The movie is exactly what you’d expect: an unfortunate tale of a deplorable chapter in our history, told in earnest, with some of the sharpest edges blunted, helping children more easily receptive.

But in Florida, it’s not about protecting children, it’s about deceiving them. It is to combat the so-called indoctrination that has awakened with a historical vindication.

And the state gave each parent special powers as infantrymen in this campaign: In this case, a single protesting parent seemed enough to get a lesson in history. our very recent history is questionable or even forbidden. Remember: Bridges isn’t some archaic figure out of a dusty textbook, she’s alive and well to this day. She is 12 years younger than my mother.

Earlier this year, in the same district, Toni Morrison’s “The Bluest Eye” was banned from all high schools in the district because a parent complained about a rape scene in the book.

Also this month, a principal in Florida forced to resign after students were shown Michelangelo’s statue of David, a biblical figure no more, and three parents complained.

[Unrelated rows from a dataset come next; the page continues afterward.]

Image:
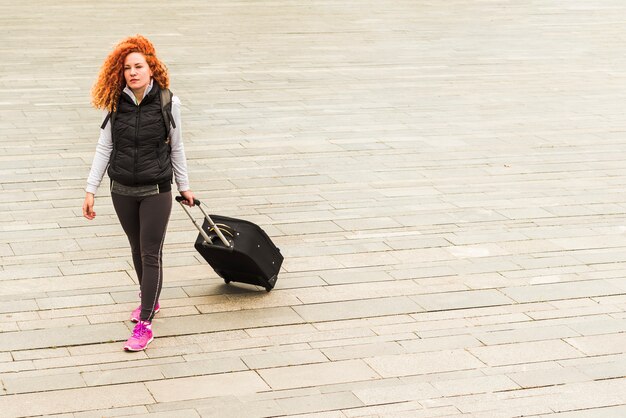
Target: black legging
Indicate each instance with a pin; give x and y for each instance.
(144, 220)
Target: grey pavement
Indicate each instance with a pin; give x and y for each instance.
(445, 179)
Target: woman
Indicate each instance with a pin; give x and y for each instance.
(142, 154)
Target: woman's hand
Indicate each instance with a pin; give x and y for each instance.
(189, 197)
(88, 207)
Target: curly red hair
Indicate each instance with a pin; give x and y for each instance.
(110, 83)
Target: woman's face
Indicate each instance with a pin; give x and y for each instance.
(137, 72)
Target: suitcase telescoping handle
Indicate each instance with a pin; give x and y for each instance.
(196, 202)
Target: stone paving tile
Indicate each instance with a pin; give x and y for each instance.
(526, 352)
(357, 309)
(206, 386)
(423, 363)
(317, 374)
(74, 400)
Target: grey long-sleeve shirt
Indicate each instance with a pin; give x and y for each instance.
(105, 147)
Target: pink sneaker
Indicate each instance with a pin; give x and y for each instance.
(141, 337)
(134, 315)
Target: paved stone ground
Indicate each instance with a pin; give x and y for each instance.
(445, 178)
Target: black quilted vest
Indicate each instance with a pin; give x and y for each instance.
(140, 155)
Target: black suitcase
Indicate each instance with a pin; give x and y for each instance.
(238, 250)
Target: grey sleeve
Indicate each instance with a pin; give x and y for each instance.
(100, 159)
(179, 160)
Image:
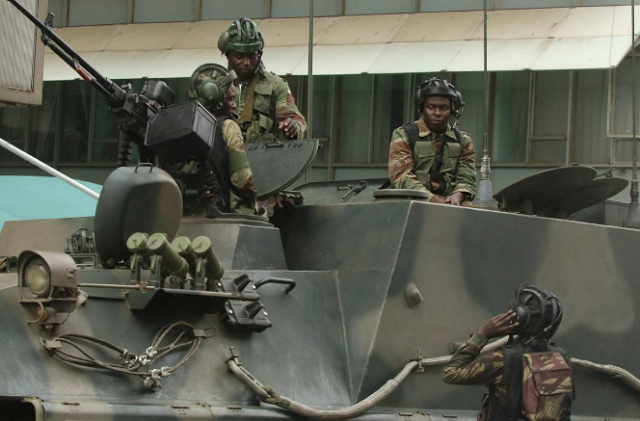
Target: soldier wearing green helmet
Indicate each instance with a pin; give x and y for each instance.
(223, 177)
(266, 108)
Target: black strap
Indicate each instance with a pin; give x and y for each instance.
(411, 130)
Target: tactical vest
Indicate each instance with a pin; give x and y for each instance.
(219, 157)
(431, 166)
(513, 376)
(257, 118)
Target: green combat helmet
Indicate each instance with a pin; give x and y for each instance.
(242, 36)
(209, 84)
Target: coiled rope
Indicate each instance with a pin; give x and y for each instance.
(266, 394)
(186, 336)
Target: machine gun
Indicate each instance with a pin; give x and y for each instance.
(132, 110)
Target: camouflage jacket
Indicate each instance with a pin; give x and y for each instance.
(270, 101)
(411, 169)
(243, 194)
(468, 367)
(197, 173)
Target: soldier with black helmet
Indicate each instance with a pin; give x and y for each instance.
(266, 108)
(223, 177)
(528, 379)
(431, 154)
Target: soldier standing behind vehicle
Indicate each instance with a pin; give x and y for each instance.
(223, 177)
(430, 154)
(529, 378)
(266, 106)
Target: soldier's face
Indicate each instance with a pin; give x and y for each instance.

Giving too few parents too much power to deprive other parents and children of educational choices goes against the spirit of democracy and freedom of inquiry, and glorifies a form of tyranny. parents to those who are overly sensitive, those who suffer inexplicably, and those who are maliciously oppressive.

It heralds an era of turmoil in Florida’s schools, all helped by radical state legislators and Governor Ron DeSantis’ quintessential battle for sanity.

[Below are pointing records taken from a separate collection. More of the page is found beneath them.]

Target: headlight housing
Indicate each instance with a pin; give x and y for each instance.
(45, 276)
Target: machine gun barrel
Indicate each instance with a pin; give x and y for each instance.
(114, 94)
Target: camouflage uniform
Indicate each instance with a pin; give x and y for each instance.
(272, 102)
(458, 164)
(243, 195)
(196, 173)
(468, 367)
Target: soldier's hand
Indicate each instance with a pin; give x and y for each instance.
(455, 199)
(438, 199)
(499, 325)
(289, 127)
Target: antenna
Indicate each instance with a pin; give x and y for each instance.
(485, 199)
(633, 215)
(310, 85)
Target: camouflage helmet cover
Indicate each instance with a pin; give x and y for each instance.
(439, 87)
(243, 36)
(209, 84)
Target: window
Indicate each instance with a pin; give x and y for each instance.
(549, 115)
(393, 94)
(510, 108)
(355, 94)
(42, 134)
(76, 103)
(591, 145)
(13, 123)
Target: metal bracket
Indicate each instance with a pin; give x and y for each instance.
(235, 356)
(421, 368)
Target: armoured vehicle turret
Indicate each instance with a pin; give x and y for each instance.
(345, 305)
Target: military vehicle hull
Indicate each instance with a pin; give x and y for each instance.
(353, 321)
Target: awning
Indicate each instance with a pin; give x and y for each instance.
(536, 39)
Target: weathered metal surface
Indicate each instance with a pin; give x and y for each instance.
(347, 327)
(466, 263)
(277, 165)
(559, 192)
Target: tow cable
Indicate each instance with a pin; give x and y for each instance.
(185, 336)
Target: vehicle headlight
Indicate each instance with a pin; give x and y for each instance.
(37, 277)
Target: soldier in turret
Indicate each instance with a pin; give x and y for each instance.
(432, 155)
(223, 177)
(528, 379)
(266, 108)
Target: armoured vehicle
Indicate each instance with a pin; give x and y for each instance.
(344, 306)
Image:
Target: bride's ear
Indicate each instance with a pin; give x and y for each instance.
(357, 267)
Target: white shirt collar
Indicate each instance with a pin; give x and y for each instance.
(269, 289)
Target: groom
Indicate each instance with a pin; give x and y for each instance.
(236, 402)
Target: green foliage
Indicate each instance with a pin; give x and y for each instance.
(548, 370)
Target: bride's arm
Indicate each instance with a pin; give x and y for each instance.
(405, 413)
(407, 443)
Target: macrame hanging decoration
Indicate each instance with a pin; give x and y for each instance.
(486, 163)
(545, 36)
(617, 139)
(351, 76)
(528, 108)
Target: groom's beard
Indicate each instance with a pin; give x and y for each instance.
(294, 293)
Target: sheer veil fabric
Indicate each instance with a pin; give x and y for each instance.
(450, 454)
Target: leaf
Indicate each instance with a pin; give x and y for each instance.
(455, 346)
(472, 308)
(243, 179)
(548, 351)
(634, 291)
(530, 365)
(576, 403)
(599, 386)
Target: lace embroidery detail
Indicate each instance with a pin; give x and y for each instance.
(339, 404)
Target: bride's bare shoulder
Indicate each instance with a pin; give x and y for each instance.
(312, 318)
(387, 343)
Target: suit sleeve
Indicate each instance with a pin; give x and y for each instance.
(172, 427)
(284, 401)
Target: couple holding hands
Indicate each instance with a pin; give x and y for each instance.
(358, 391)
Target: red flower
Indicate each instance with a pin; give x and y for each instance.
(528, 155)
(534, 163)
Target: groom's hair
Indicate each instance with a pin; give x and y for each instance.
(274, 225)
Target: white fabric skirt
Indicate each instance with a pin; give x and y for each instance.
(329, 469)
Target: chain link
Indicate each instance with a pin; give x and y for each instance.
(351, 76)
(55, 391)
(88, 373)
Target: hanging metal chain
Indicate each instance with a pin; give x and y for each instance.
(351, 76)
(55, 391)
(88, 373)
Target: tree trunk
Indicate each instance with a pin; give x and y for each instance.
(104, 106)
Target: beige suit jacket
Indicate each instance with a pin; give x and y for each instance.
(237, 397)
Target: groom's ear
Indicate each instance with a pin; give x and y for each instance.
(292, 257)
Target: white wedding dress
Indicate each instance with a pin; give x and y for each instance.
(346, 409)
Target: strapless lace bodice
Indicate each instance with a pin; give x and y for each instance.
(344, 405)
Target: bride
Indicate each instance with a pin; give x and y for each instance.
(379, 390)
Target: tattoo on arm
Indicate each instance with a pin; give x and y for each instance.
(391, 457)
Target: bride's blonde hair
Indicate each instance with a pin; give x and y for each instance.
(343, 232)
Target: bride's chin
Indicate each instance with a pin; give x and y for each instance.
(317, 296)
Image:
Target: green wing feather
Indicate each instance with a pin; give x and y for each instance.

What if this glove was turned upside down and minority parents started complaining about teaching other aspects of American history and culture?

What if they refused Thomas Jefferson lessons or books because he raped a teenage girl he enslaved, Sally Hemings, and fathered her children, in which at least one child was born when she herself was young. (For the record, I consider all sex between slaves and the people they enslaved to be rape, because slaves could not consent.)

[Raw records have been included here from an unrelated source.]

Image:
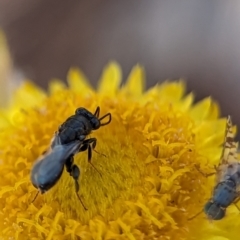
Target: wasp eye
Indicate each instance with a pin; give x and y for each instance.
(95, 123)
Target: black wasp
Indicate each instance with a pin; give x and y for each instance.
(68, 140)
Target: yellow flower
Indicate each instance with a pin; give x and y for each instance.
(149, 187)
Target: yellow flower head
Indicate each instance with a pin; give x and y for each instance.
(150, 187)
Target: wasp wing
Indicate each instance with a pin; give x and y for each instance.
(229, 164)
(49, 166)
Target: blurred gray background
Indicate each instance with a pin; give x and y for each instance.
(195, 39)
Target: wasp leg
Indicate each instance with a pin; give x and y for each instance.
(90, 144)
(74, 172)
(236, 201)
(97, 112)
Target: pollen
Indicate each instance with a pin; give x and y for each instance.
(148, 156)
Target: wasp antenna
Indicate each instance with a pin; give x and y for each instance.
(191, 218)
(109, 120)
(81, 202)
(97, 112)
(35, 197)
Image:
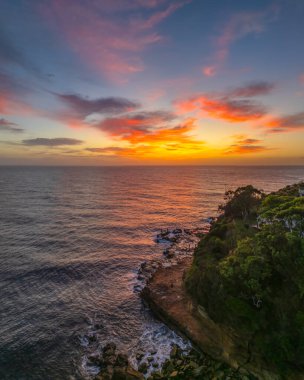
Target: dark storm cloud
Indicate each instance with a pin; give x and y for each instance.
(81, 106)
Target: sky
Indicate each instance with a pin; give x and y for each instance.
(151, 82)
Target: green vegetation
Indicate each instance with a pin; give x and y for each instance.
(248, 272)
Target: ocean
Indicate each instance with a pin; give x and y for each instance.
(71, 240)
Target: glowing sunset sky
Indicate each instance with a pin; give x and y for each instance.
(112, 82)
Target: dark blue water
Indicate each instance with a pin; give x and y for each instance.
(70, 242)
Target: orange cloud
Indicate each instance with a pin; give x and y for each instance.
(234, 110)
(288, 123)
(234, 105)
(144, 139)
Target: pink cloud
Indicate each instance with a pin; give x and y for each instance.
(209, 71)
(106, 36)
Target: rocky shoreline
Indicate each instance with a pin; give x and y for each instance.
(159, 283)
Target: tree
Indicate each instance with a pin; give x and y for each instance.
(242, 202)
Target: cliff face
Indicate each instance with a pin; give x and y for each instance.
(249, 278)
(167, 297)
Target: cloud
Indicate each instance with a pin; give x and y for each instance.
(209, 71)
(10, 55)
(82, 107)
(53, 142)
(8, 126)
(231, 106)
(112, 151)
(134, 123)
(150, 133)
(252, 89)
(109, 38)
(238, 26)
(12, 99)
(288, 123)
(245, 145)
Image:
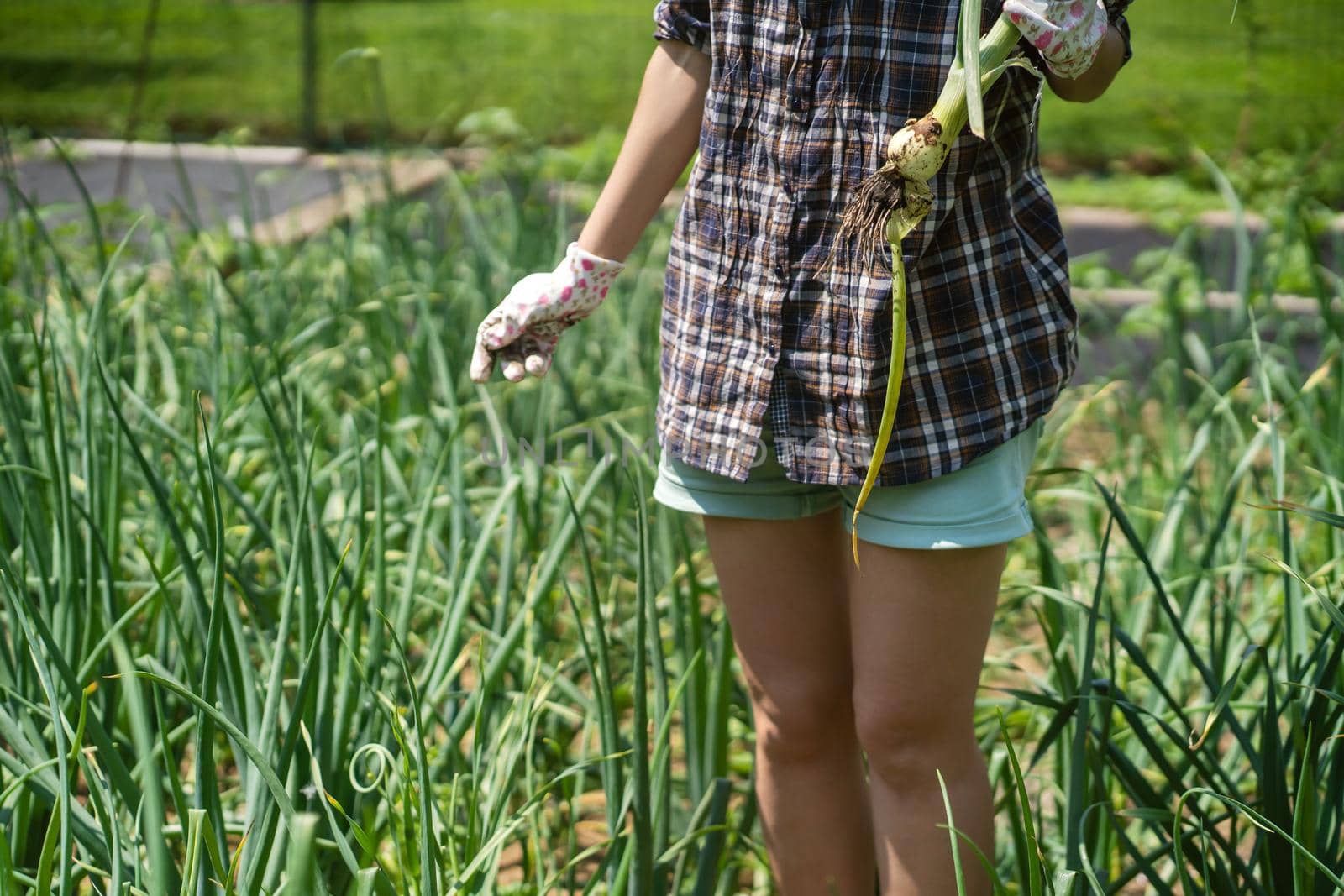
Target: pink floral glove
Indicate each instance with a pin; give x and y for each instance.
(523, 328)
(1068, 33)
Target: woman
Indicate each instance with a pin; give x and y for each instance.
(862, 684)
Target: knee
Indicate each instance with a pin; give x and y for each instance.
(905, 743)
(804, 721)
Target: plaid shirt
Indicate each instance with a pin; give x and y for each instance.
(803, 98)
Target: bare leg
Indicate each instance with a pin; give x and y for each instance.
(784, 591)
(920, 622)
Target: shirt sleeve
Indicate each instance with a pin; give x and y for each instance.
(1115, 13)
(685, 20)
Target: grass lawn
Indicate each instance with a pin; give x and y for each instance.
(1269, 80)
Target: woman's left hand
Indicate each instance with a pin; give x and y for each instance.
(1068, 33)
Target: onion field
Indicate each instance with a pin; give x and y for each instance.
(289, 605)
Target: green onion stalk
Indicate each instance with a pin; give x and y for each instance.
(893, 202)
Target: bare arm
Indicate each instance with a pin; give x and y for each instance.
(1093, 83)
(663, 136)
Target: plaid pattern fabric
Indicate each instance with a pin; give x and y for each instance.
(803, 98)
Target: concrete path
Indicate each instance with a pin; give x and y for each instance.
(288, 194)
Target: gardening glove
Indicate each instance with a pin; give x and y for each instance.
(523, 329)
(1066, 33)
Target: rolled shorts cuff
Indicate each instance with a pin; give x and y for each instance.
(806, 500)
(971, 533)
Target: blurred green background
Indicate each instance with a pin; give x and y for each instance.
(1263, 85)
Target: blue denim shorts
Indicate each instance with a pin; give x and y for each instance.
(983, 503)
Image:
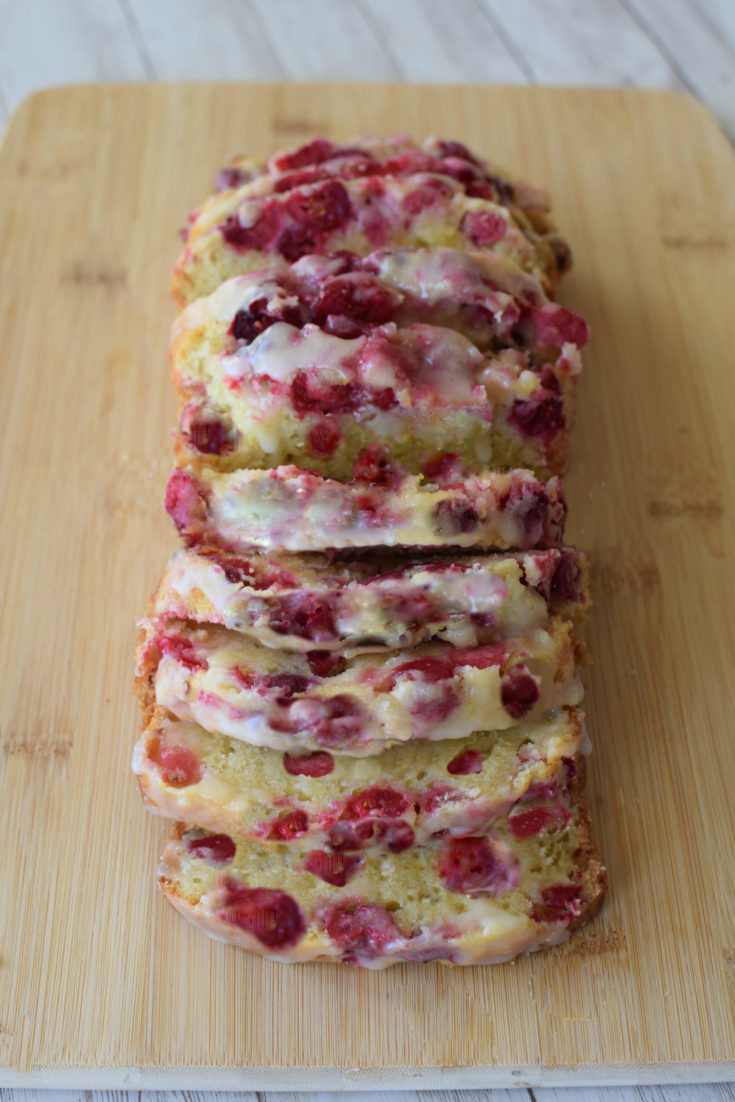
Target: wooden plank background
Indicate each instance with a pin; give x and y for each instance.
(649, 43)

What if a parent objected to the school celebrating Columbus Day because Christopher Columbus was a colonial madman who sold young girls as sex slaves?

What if parents objected to books about and celebrating Thanksgiving because of the standard depiction of the first Thanksgiving as a meeting between friends who shared the bounty and crossed paths with each other? Cross the difference is a fairy tale?

What if they oppose the Bible itself, which includes rape, incest, torture, and murder?

History is full of horrors. We make ourselves and our children unsupportive of pretending otherwise.

Learning about human cruelty is necessarily unpleasant. It is in that discomfort that our empathy is revealed and our cause is awakened.

These debates continue to focus on the discomfort of white children, but seem to ignore the feelings of black children, discomfort or otherwise.

When watching the movie, I was extremely annoyed, sometimes angry, sometimes almost in tears when reviewing Ruby’s story.

How did that happen? How do we honor that moment, condemn the cruelty of the racists and praise her bravery? And how do we address the effect of racism on the American experience?

If accurate depiction of racism and white cruelty is the yardstick for banning educational materials and guides, how can authentic American history be taught? and fully?

Maybe the distortion is the point. It’s a revival of the Lost Cause moment, in which revisionist history was created to reinvigorate the racists of the South.

For me, the wave of censorship we are witnessing also requires, The Bible “Slave”, a shortened text used in the 1800s in the West Indies to try to appease slaves. Paragraphs suggestive of emancipation were cut and pro-slavery passages kept. It is a psychological warfare tool disguised as a sacred text.

DeSantis’s Florida is also engaged in similar psychological warfare. Its battlegrounds are race, gender, and sexuality, and it’s napalming stories.

The state’s strict censors are choosing the comfort of ignorance over the inconvenience of truth.